でも、アステルとの時間の方が大切だ。いくらだって約束できる。
『せっかくここまで来たのです。見学していくといいでしょう』
嚮導者さんが静かに許可をくれた。
「ジーン、行こう」
「行こう」ちょっとわくわくしてきたぞ。
黄褐色のグラデーションの空に飛び出すと、たなびく白い巻雲が出迎えてくれる。
「入口はストラクチャにあるけど、正しくはストラクチャの中じゃない」
アステルがこの空間の説明をしてくれるようだ。
「どこにあるんだろう」
「今はまだ分かんない。サブエッジでつながってる不思議な場所」
「アステルのお母さん、尊き御方がこの空間を作ったの?」
己を個として呼びかける者がいないことに悩んでいた存在。
「そうみたい。嚮導者がそう言ってた」
「ここは普通の宇宙に見えるね」
「うん、現実宇宙と物理定数が同じ。たぶん元素も一緒」
「ふうん、小さな現実宇宙って感じかな」
「大きさは海王星公転軌道くらい」
「大きいね!」
「下に見える銀色の逆円錐が浮島。さっき降りたのが我の浮島」
ここに入ったときに見えた数多の逆円錐。浮島って呼ばれているんだ。
「あそこに人が住んでるの?」
「ううん。ほとんど住んでいない。
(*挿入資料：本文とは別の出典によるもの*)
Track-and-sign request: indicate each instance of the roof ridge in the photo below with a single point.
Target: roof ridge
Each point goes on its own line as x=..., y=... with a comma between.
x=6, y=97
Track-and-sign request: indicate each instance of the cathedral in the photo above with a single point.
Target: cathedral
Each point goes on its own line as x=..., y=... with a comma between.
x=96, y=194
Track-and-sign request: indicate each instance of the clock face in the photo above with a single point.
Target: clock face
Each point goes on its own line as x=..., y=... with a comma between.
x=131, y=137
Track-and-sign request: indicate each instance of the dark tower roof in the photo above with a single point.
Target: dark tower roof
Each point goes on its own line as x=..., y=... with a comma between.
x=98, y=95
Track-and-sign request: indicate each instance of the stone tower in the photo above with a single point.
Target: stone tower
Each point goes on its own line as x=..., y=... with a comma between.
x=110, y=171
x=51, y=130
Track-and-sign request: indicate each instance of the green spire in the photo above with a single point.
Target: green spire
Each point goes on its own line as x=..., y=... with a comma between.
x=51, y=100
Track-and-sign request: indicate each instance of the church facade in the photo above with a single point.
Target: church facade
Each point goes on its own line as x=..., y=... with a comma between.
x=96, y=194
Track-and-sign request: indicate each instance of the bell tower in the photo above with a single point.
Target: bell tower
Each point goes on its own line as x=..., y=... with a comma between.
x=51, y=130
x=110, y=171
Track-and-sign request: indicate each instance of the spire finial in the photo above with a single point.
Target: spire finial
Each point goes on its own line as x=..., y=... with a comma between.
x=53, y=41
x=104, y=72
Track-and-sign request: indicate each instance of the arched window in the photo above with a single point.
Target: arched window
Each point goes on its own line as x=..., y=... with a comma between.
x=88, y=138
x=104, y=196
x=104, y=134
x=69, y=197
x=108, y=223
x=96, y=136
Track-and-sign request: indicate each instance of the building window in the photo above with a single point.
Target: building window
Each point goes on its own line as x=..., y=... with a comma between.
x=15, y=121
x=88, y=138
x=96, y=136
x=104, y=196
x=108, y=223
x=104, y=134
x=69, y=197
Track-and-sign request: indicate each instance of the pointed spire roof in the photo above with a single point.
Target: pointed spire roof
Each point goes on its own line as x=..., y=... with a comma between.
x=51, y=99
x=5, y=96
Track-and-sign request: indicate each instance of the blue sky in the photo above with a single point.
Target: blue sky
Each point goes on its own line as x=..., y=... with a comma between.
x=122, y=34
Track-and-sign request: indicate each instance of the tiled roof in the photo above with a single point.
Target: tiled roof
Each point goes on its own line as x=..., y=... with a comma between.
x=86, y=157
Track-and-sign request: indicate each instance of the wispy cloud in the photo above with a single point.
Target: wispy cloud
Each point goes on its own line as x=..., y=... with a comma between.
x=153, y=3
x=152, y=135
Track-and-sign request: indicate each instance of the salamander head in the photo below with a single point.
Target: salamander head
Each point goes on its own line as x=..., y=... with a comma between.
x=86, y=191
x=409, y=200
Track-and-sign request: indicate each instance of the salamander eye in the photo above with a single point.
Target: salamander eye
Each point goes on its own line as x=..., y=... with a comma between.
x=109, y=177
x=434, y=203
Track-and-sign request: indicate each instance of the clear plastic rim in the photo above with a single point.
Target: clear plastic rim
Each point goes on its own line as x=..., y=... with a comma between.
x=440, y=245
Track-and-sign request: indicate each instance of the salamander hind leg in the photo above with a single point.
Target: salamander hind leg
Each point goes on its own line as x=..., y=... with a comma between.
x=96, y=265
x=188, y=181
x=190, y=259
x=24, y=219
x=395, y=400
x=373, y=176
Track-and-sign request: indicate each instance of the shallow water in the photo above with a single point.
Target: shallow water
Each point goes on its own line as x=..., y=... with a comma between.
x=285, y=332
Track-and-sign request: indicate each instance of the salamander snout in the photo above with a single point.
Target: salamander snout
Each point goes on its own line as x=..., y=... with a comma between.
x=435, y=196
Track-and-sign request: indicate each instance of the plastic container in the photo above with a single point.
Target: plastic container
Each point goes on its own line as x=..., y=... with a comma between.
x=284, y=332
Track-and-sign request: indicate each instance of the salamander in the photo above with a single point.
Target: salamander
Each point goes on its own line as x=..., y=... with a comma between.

中核体のメンバーは少ない」
「ちょっともったいない気がするね。こんなにたくさんあるのに」
「浮島は工場みたいなもの。必要に応じて宇宙機の製作も可能。ピグミーアヴェンジャーみたいなのも」
マエストロさんの巨艦はここで作られたのか。
「アライアンスって種族単位で加盟してるのかと思ってたよ」
「うん。文明指標Ⅳで構成されてる。でも中核体は別」
「中核体は個人の集まり?」
「そう。上位種族もいれば標準種族もいる。エボルターも少しだけ」
「エボルターもいるんだ」
「ジーンの生みの両親もそう」
アライアンスの仕事をしていると聞いたけれど、中核体のメンバーだったのか。